OBJECTIVETo explore the feasibility and the attention of perioperative management of goat lumbar fusion model for individualized 3D printing technology.

METHODSAccording to preoperative X-ray and CT three dimensional reconstruction data of 10 males Boer goat's lumbar(1-2 years old, weight 35-45 kg), the preoperative open height were determined, meanwhile, according to the theoretical entry point of nails, the length of steel plate, arc, and setting position, screw length for reference were determined, the lumbar lateral anterior plate was designed and 3D-printed.
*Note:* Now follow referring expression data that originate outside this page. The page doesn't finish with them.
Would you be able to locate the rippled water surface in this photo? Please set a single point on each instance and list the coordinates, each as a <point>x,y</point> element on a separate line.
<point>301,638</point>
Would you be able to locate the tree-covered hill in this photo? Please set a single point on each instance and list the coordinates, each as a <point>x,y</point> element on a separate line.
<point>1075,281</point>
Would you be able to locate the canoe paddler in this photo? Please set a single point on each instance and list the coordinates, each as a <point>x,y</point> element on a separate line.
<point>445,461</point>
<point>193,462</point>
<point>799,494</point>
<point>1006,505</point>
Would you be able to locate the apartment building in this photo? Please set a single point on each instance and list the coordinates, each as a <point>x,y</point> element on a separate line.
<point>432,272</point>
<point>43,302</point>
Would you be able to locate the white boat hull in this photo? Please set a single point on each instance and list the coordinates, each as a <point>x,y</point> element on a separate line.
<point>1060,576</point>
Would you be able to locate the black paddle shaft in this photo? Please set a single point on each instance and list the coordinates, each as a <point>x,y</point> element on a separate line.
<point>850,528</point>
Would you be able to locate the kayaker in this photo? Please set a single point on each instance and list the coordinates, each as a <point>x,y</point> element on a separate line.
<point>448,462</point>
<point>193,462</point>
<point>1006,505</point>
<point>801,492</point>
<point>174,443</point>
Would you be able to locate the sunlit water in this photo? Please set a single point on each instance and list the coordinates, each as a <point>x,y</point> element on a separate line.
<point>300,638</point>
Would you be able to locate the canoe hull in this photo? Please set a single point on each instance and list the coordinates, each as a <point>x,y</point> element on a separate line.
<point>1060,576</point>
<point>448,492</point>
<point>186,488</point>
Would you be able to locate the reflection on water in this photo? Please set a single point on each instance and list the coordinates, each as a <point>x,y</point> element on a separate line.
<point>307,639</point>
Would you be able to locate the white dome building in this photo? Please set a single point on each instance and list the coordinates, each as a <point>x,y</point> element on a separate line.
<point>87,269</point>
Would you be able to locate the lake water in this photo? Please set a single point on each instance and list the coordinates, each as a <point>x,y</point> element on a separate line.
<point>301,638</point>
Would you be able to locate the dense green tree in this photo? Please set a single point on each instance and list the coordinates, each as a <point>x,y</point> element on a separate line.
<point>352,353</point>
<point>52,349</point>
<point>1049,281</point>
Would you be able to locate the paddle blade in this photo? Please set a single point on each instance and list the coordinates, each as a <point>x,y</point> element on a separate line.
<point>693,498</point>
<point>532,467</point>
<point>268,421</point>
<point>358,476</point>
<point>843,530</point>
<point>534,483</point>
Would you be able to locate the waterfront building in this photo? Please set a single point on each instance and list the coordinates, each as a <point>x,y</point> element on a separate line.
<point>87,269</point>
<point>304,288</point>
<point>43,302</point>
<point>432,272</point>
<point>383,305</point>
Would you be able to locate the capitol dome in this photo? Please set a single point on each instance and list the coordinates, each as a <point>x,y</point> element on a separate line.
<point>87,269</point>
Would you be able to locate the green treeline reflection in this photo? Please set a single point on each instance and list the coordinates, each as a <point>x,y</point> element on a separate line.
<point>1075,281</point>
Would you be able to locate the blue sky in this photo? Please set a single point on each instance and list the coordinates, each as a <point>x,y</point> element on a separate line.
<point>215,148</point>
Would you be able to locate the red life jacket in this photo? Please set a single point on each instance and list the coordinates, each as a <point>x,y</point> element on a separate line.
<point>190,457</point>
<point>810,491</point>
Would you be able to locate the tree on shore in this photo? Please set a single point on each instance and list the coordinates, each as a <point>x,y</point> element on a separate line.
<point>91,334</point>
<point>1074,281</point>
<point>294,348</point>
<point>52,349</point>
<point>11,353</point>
Goats lied on the right side, under the general anesthesia, the lumbar vertebrae of the goats and the adjacent intervertebral disc were resected, and the titanium cage after the bone graft was implanted into the goat, the 3D-print lateral bone plate was fixed. After operation, feeding, fluid infusion, anti infection, postoperative complications management, respiratory digestion perioperative management were performed.

RESULTSThe 10 models for goats were successful in results. Postoperative X-ray film and three-dimensional reconstruction of CT showed that titanium cage and bone plate were in good position and reliable. Three months after the operation, CT 3D reconstruction and micro-CT of the goat were observed, and the fusion of the spine was observed. Imaging studies showed that the fusion of the lateral bone plate fixation titanium cage was both at the end of the titanium cage and the dense bone trabecular formation between the vertebral bodies.

CONCLUSIONSThe 3D printing technology sets up the goat lumbar spinal fusion model successfully, which is a kind of effective, more successful, reliable and stable method, perioperative management. The method is scientific, practical, and more humanized, to ensure that lumbar lateral successfully implanted the nail plate of lateralanterior internal fixation system, with reduction of occurrence of surgical complications.